Community Lodgings was established in 1987 to provide transitional and low-income housing to residents in the Arlandria area. It owns five apartment buildings, which provide 34 low-income apartments and 12 transitional units to those who qualify and commit to one year of financial and life-skills counseling.
Officials said they recruit some of their clients from homeless shelters. Residents selected for transitional housing put 30 percent of their income toward rent. The rest is subsidized by Community Lodgings, which has an annual housing budget of $600,000 to $700,000 and spends about $25,000 a year on each transitional housing family.
Others have come to know Community Lodgings through the Fifer Family Learning Center on Notabene Street in Arlandria. It offers computer classes, English and math lessons and after-school programs for children referred by their teachers.
Open Monday through Saturday, the learning center is often packed. Adult students double up, two to a computer, for evening classes (there is always a waiting list) to enhance their chances at better jobs, and kids flop on pillows in the small reading room to thumb through the stack of children's books.
At first glance, the bookshelf in the entry hall filled with colorful board games looks like a child's paradise -- until you scrutinize the titles, such as "Sunken Suffixes," "Prefix Pitfall" and "Adjective Silly Circus."

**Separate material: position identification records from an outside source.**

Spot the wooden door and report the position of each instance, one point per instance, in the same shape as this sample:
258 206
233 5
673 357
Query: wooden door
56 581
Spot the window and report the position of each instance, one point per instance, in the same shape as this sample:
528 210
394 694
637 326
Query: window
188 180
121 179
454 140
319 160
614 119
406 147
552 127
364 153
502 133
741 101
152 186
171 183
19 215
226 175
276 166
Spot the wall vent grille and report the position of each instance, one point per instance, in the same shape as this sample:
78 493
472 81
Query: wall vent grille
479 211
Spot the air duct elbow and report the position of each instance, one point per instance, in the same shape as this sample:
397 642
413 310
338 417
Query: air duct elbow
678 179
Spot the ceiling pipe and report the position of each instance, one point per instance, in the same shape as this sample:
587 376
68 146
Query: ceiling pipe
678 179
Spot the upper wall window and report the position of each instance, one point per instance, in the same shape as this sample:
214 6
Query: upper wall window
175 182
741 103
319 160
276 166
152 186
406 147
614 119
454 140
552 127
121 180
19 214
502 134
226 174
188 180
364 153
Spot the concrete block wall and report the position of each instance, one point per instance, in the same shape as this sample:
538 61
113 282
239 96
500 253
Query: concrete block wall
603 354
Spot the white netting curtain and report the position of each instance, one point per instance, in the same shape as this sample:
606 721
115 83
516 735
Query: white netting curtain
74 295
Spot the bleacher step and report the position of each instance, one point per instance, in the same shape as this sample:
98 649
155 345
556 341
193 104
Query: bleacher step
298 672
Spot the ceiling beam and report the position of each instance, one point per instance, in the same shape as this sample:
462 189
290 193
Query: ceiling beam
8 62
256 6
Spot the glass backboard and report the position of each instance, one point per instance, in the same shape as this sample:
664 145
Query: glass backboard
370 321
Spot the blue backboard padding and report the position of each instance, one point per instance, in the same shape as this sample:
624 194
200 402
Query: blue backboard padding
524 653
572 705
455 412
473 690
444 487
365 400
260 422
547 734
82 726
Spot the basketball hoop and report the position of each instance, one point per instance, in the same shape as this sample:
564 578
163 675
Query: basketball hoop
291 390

A poster on the wall encourages kids to "use inside voice," "share" and remember to "have fun."
The nonprofit group struggles each year to find enough money to maintain its services. It is constantly soliciting volunteers and donations. Most of the group's funds come from state and federal grants, foundations, the city and its public school system.
"For so long, we were consumed with just surviving," said Bonnie Baxley, executive director of Community Lodgings. "We hadn't been doing the outreach the group needs to grow."
Other organizations and city programs offer similar outreach. The advantage Community Lodgings has, officials said, is location -- specifically its proximity to the people who need help.